George Becali, du terrain familial à la tête du FCSB : fortune, stratégie et pouvoir
Dans les années 1990, le football roumain sort à peine du joug communiste et cherche de nouveaux repères. Les stars filent à l’étranger, les clubs survivent tant bien que mal. Là, un homme bondit dans la lumière : George Becali. Fils d’éleveur et héritier d’une famille modeste du village de Zagna, il va faire fortune en profitant de l’effondrement des structures étatiques. Sa recette ? Flairer les bonnes affaires et avancer vite pendant que d’autres hésitent.
Becali ne joue pas avec les pieds, mais avec les terrains. Au cœur du chaos post-Ceaucescu, il rachète des hectares en périphérie de Bucarest pour une bouchée de pain. L’immobilier explose en Roumanie, et Becali revend avec des marges à faire pâlir n’importe quel agent. C’est là que démarre sa légende. Il recycle les recettes du foot : anticipation, rapidité, frappe chirurgicale.
Mais s’enrichir ne suffit pas pour s’imposer dans un vestiaire ou dans un championnat qui rêve encore aux duels historiques contre le grand Barça ou le Milan AC. La vraie percée de Becali, c’est l’entrée au capital du Steaua Bucarest, en 1998. Quatre ans plus tard, il devient actionnaire majoritaire. La Steaua se transforme en société anonyme et la “Becali attitude” envahit les vestiaires. Il ne se contente pas de financer, il décide, orchestre, impose ses choix – du recrutement du coach jusqu’à la couleur des maillots.
Évidemment, la rupture n’est pas indolore. L’armée, propriétaire historique du club, tente de garder le contrôle à distance. Mais trop tard : Becali a déjà placé ses pions. Il gagne une première manche. Pendant près de dix ans, il façonne volontairement l’image du plus grand club roumain. Il se veut sauveur, chef d’orchestre, parfois provocateur.
L’immobilier reste le cœur de son pouvoir.
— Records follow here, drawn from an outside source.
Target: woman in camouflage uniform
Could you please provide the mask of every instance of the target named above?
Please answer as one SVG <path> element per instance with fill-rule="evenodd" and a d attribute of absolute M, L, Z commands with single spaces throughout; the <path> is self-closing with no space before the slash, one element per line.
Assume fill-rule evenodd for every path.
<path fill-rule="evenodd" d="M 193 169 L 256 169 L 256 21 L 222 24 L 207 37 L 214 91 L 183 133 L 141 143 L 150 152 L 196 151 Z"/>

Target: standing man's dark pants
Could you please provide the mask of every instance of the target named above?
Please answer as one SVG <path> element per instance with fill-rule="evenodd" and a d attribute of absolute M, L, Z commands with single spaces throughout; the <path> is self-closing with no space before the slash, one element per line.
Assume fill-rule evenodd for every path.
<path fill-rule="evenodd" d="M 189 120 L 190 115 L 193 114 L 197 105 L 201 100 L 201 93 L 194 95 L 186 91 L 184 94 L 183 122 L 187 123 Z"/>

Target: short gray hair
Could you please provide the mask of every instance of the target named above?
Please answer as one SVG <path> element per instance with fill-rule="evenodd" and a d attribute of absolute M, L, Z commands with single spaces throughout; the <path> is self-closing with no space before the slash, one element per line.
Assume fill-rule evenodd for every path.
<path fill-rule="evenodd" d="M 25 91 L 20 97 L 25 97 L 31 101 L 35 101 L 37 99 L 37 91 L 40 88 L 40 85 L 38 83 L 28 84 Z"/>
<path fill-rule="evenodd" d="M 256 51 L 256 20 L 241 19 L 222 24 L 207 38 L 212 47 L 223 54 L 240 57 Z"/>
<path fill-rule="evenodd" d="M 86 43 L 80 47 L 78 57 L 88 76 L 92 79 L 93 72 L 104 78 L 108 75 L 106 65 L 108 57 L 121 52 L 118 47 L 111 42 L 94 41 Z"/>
Sa fortune, à la hauteur de sa notoriété, le place parmi les hommes les plus riches de Roumanie. En 2026, même si l’apogée est loin, il incarne toujours ce lien entre réussite financière et contrôle du foot local. Autour de lui gravite un cercle de proches, de dirigeants, parfois d’anciens joueurs qui cherchent à capter un peu de son aura ou à éviter ses colères.
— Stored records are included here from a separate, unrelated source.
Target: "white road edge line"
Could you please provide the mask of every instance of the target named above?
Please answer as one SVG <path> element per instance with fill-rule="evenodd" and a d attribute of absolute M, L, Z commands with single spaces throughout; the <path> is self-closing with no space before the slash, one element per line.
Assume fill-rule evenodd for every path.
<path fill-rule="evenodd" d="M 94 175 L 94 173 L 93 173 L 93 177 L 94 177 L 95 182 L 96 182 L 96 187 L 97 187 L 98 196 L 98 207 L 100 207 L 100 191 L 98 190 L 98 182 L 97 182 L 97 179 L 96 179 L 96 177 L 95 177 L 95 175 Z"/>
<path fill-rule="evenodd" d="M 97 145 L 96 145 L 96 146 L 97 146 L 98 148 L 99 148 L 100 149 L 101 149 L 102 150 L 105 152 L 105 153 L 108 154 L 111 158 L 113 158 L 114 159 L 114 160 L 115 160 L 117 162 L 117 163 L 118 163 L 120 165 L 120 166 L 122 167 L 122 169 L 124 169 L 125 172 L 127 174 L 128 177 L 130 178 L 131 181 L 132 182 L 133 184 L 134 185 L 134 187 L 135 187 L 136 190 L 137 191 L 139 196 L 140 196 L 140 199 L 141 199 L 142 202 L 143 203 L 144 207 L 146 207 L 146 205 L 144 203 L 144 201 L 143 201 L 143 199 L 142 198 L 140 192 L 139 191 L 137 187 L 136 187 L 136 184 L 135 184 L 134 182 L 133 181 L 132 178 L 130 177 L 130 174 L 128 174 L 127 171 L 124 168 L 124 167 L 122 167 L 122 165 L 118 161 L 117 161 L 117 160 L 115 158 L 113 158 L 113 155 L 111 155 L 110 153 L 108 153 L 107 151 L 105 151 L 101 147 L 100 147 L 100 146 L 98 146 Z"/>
Au final, l’histoire de Becali, c’est celle d’un gars qui a compris très tôt qu’au foot, comme dans les affaires, la prise de risques paye. Cette posture de “boss de vestiaire”, il la cultive sans fausse modestie. Dès qu’il entre sur la pelouse du FCSB, tout le monde sait qui commande, qu’on aime ou pas. Le message est clair : dans ce club, le mental, c’est lui qui le donne.

Du Steaua Bucarest au FCSB : bataille juridique et crise identitaire du football roumain
On ne parle plus de Steaua, mais de FCSB. Si tu causes foot à Bucarest, ce n’est pas qu’un détail. C’est une vraie fracture. Tout commence avec la privatisation du club, orchestrée par Becali à l’aube des années 2000, au nez et à la barbe de l’armée, propriétaire historique et gardienne du palmarès. Pour comprendre, pose-toi deux minutes et imagine : t’es supporter du Steaua, fier d’un palmarès unique en Europe de l’Est, et en un coup de tribunal, on te “vole” l’histoire.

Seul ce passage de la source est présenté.